Como escrevi anteriormente, acho que vaiar governantes é um direito, senão uma obrigação cívica, dos cidadãos em ambientes democráticos.

Gostaria de saber se podemos apupar, de modo deliberadamente indelicado, a tropa de vereadores em São Paulo que travou a votação do plano diretor da cidade (um detalhe desimportante, como se vê) porque não receberam o número de ingressos de cortesia que gostariam para a partida de abertura da Copa.

Também gostaria de saber, aqui desta distinta plateia, que, em nome de pedir respeito, com tanto respeito tem me tratado no espaço para comentários, se poderíamos nos perder um minuto de nossa elegância habitual e mandar um recado mais visceral ao pessoal de empresas estatais, com Banco do Brasil e Caixa Federal, que gastaram 9 milhões com ingressos para seus convidados “VIP”.

O FUTURO DA COPA DO MUNDO E DA FIFA

A Slate traz uma excelente reflexão sobre o modelo de produção dos megaeventos globais como a Copa e as Olimpíadas. As relações que se estabelecem entre a FIFA e o COI e os países estão estão equivocadas desde o rabisco. E por isso são insustentáveis. Estão cheias de ineficiências, do pontos obscuros, de relações de força desiguais. Mesmo considerando que países com Japão e Inglaterra estejam sentados à mesa, esses megaeventos são puro açúcar. No caso brasileiro, diabéticos que somos, os efeitos ficam ainda mais deletérios.

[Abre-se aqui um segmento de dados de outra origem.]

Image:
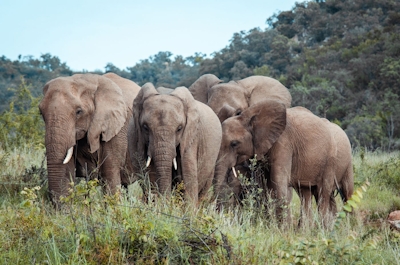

E a The Economist traz uma edição especial em que escrutina a Copa, a Fifa e o mundo do futebol. O artigo principal dá o tom da investigação: “O jogo é lindo, os negócios são horrendos – Futebol é um grande esporte. Mas ele poderia ser muito melhor se fosse gerido honestamente”. Ou seja: a CBF pode ser uma das coisas mais deploráveis do mundo da bola, mas está longe de ser a única. Negócios escusos impregnam o futebol mundo afora. Você pode baixar o PDF do especial aqui.

O QUE QUEREM OS GRINGOS?

A imprensa estrangeira está encantada e espantada com o Brasil e com as nossas contradições. Somos uma esfinge diante da qual não é simples se posicionar.

Um ponto que tem interessado sobremodo aos gringos é ver, afinal, como torcem os brasileiros quando o assunto é futebol. O New York Times fez uma ótima matéria mostrando reações dos brasileiros ao primeiro gol da Seleção.
E o The Telegraph também fez ótimo vídeo mostrando o barulho em São Paulo ao longo da primeira partida do Brasil na Copa. (E olha que, a rigor, a gente ainda nem começou a brincar!)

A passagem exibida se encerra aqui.